LIAM BRADY was once part of a pretty handy Juventus side which needed a big performance in Turin to get past Celtic and into the next round of the old European Cup.
But despite some divided loyalties ahead of tonight's meeting of the two clubs in Italy – Brady of course played for Juve and managed Celtic a decade later – the Dubliner cannot see anything but another Italian win tonight.
But Brady feels that manager Neil Lennon deserves credit for getting the Scottish side this far in the competition.
"I think for Celtic to get this far was an amazing achievement. To get out of such a hard group was a brilliant thing to do; to come out of a group that had Barcelona, Benfica and Spartak Moscow was something to be proud of," Brady told the Herald.
"If you look at the budget that Neil Lennon is working off compared to the other clubs, he has shown some real tactical nous to get them this far.
"And they can be proud of the fact that they beat Barcelona, maybe that was the start of Barcelona's dip in form," he added with a grin.
Brady also smiles when he looks back on those battles with Celtic three decades ago.
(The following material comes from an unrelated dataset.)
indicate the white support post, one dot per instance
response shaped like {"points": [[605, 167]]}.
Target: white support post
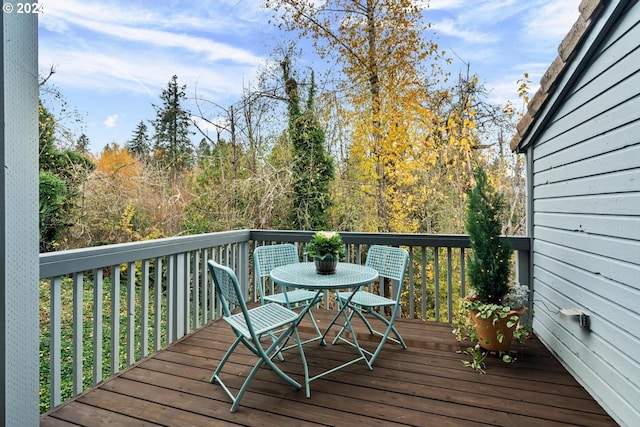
{"points": [[19, 264]]}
Back in the 1981/82 season, Brady was firmly ensconced in a Juve side, under Giovanni Trapattoni, who came into the European Cup campaign eager to make up for a Euro disappointment the previous season (Brady's first in Italy) when Juve were knocked out of the UEFA Cup by a Zbigniew Boniek-inspired Polish side, Widzew Lodz.
And in the first round, Juve were drawn against Celtic, an occasion with an Irish tint as Packie Bonner was in goal for the Bhoys while Brady made his first trip back to Britain for a competitive game since leaving Arsenal in the summer of 1980.
"It was a great occasion, going back to Britain and going to play Celtic at Parkhead," says Brady.
"There were a few good battles around that time. Juve played Aston Villa the next year, not long after Villa had won the European Cup.
"It was a different era to now, you only had the champions of each country involved so it was a big deal for Juve to go and play the Champions of England and then Scotland in the space of two seasons.
"I had played against Celtic in friendlies a couple of times but with the European Cup, the atmosphere was something else.
"I got a great reception from the crowd there. It was a different kind of reception when I played in Glasgow again, when I played for Inter Milan against Rangers (1984), that was another kind of welcome, I can tell you," he joked.
But there was no joking on the park as Bonner came out on top in the first battle of the Irish stars as Celtic won the home leg 1-0, Murdo McCleod the scorer, a result which put pressure on Trapattoni and his star-studded team for the second leg, which Juve duly won 2-0.
"The Celtic-Juve game that time was something else, we lost 1-0 in Parkhead but beat them 2-0 in Turin.
"It was a very close tie but I can't see tonight being like that, I can't see it being that close," Brady admits.
"A bit like the Arsenal-Bayern tie, it's very hard to see it coming off and I can't see Celtic doing it."
Even with the comfort of a 3-0 lead from the away leg, Brady believes that Juve won't relax to the extent that they'll allow Celtic a foothold in the game.
"The Italians are naturally cautious, so Juve won't be tactically naïve tonight and they won't have any nerves and I can see them going through comfortably," he added.